Michael Vick has been one of the 10 best quarterbacks in the league since taking over for a concussed Kevin Kolb in the first game of the 2010 NFL season. The only problem is, he can’t stay healthy. Vick has left both of the Eagles’ 2012 preseason games with minor injuries, and his most recent, a blow to the ribs, should keep him out until the regular season. More worryingly, though, this injury is an echo of problems he’s had for the last couple of years. And this is the kind of consistency that will scuttle any chance of the Eagles winning a Super Bowl.
In both 2010 and 2011, Vick left games because of injuries to his ribs. In 2010, his Comeback Player of the Year season, the Washington Redskins knocked him out of their week 4 victory over the Eagles, and he sat out three games before returning.
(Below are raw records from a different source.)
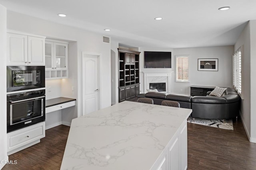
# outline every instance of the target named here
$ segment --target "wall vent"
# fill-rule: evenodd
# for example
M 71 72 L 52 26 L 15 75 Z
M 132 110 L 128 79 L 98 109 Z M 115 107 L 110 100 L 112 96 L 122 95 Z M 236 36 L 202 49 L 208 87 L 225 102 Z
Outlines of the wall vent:
M 103 43 L 110 43 L 110 38 L 108 37 L 103 37 Z

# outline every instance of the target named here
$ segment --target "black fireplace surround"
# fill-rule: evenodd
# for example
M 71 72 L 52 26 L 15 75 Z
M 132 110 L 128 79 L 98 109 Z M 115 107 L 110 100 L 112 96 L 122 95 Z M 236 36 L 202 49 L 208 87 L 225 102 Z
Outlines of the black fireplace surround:
M 157 89 L 158 92 L 165 92 L 165 83 L 150 83 L 149 88 L 150 90 Z

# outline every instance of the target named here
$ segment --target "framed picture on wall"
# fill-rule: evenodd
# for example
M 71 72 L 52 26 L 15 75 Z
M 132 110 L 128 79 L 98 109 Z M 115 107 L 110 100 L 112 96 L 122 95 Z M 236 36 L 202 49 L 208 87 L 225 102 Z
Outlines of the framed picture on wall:
M 198 59 L 198 71 L 218 71 L 218 59 Z

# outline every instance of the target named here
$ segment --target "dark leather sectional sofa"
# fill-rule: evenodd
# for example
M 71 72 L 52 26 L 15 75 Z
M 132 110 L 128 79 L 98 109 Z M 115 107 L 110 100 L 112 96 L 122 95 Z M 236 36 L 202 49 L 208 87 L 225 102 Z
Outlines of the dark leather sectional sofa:
M 206 96 L 191 96 L 148 92 L 140 94 L 138 98 L 148 98 L 154 100 L 154 104 L 161 105 L 163 100 L 178 102 L 180 107 L 192 109 L 193 118 L 204 119 L 227 119 L 235 117 L 239 113 L 240 98 L 234 89 L 228 88 L 221 97 L 210 95 Z

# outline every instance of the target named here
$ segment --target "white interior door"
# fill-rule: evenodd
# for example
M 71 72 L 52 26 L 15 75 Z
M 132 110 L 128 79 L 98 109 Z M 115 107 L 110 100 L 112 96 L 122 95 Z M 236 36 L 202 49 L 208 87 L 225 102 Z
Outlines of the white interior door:
M 99 55 L 83 53 L 83 115 L 99 109 Z

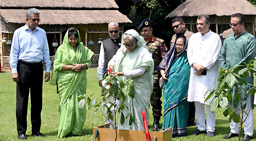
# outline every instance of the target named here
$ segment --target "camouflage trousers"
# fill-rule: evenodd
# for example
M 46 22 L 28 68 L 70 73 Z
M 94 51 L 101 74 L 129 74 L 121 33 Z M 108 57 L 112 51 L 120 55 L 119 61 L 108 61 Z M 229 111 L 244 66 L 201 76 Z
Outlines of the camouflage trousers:
M 153 116 L 162 116 L 162 89 L 159 86 L 159 79 L 161 75 L 156 71 L 153 74 L 154 85 L 153 86 L 153 93 L 151 95 L 150 103 L 152 106 Z

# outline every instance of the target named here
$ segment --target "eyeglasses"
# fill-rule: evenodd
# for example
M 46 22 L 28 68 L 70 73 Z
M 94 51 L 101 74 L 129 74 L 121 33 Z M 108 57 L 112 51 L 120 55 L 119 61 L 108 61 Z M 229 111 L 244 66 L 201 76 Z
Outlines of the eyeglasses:
M 32 20 L 32 22 L 36 22 L 36 20 L 37 20 L 37 22 L 40 22 L 40 20 L 41 20 L 40 19 L 30 19 L 30 18 L 28 18 L 28 19 L 29 19 L 30 20 Z
M 110 31 L 108 31 L 108 32 L 111 33 L 111 34 L 113 33 L 113 32 L 114 32 L 115 33 L 117 33 L 117 32 L 118 32 L 118 30 L 114 30 L 114 31 L 111 30 Z
M 229 25 L 230 26 L 234 26 L 234 27 L 237 27 L 239 24 L 240 24 L 241 23 L 238 23 L 238 24 L 229 24 Z
M 178 28 L 178 27 L 179 27 L 179 26 L 181 24 L 182 24 L 182 23 L 180 23 L 180 24 L 178 24 L 178 25 L 175 25 L 175 26 L 172 26 L 172 29 L 174 29 L 174 27 L 176 27 L 176 28 Z
M 135 43 L 135 42 L 134 43 L 133 43 L 132 44 L 126 44 L 124 43 L 123 43 L 123 44 L 124 44 L 124 46 L 128 46 L 129 47 L 132 47 L 132 46 L 133 46 L 133 44 L 134 44 Z
M 184 44 L 175 44 L 175 47 L 179 46 L 179 47 L 181 47 L 184 45 Z

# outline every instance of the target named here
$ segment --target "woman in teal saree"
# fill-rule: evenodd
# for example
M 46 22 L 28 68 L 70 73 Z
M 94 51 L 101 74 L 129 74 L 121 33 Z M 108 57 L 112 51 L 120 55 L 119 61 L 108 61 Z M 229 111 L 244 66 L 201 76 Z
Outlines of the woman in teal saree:
M 94 53 L 80 41 L 78 30 L 69 29 L 54 56 L 50 83 L 59 88 L 60 137 L 81 135 L 86 118 L 86 108 L 79 108 L 77 98 L 86 93 L 86 70 Z
M 163 87 L 163 129 L 172 126 L 173 137 L 186 135 L 189 103 L 187 101 L 190 66 L 187 57 L 187 40 L 178 37 L 157 68 L 165 80 Z

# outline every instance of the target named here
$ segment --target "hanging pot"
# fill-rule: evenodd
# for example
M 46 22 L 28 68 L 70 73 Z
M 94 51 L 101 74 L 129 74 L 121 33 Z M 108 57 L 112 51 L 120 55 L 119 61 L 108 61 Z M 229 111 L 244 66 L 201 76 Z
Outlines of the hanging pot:
M 4 37 L 2 38 L 2 43 L 3 44 L 6 44 L 6 41 L 7 41 L 7 38 L 5 37 Z
M 52 44 L 52 45 L 53 45 L 53 47 L 56 47 L 58 46 L 58 43 L 56 42 L 54 42 Z
M 99 39 L 99 41 L 98 41 L 98 45 L 100 46 L 101 45 L 101 43 L 102 43 L 102 39 L 100 38 Z
M 94 43 L 93 43 L 93 41 L 90 41 L 88 43 L 88 44 L 89 44 L 89 45 L 91 45 L 92 46 L 94 44 Z
M 12 41 L 7 41 L 7 42 L 6 42 L 6 45 L 11 45 L 12 44 Z

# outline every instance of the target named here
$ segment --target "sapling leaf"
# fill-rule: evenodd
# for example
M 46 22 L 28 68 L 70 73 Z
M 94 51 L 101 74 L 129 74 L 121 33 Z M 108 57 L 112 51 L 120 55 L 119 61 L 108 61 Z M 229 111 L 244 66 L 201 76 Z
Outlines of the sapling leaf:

In 2011, Vick sustained broken ribs in a week 9 loss to the Arizona Cardinals. He finished the game, but his injury kept him out of the Eagles’ next three, only one of which they won.
Part of Vick’s problem has to do with his style of play: over the past two years, he’s rushed 176 times, more than any other quarterback, and been sacked 57 times, the 11th-most in the league. The other part is compounded by Vick’s style of human body: he’s tiny. Per the 2012 Football Outsiders Almanac, Vick is one of only three quarterbacks 6’0” or shorter to be selected in the first three rounds of the NFL Draft since 1991. (The other two are Drew Brees and rookie Russell Wilson. Brees has been sacked 49 times in the last two years — 33% fewer times per game than Vick. He also hasn’t missed a game.)
Even though Vick wears extra rib protection, these consistent injuries show that the only real way to minimize his chance of getting hurt is to minimize how often he gets hit. There’s no real precedence in the NFL for a rushing quarterback of Vick’s caliber and type — as a Falcon, he became the first QB to rush for more than 1,000 yards in a season. And compared to bruisers like Tim Tebow and Cam Newton, who’s a full five inches taller, Vick’s a paper-thin player.
Simply enough, keeping Vick healthy is more important than letting Vick run. If the only way for Vick to start 16 games would be for him to take less than 25 sacks and run fewer than 50 times, that’s what needs to happen, even considering the dip in offensive versatility and production it would mean. You know what the common denominator is in the six quarterbacks (Peyton and Eli Manning, Tom Brady, Aaron Rodgers, Ben Roethlisberger, and Drew Brees) who have won Super Bowls over the last 8 years? Aside from Roethlisberger missing four games in ‘05, none of them has skipped a single game the season he won a Super Bowl due to injury.
For the Eagles to fulfill their potential, Vick needs to stay healthy. He also needs to throw a number of interceptions closer to 2010’s six than 2011’s 14. But mainly, he needs to stay healthy, and if this means that he runs the ball less often, then so be it. When the Eagles finally seemed to right the ship last season, ending the year with four straight wins, Vick threw 6 TDs to 2 INTs and had a 61% completion rate over the last three games while running very little. Philly knew what they were getting into when they handed the keys to Vick, and now his health is their great problem to solve.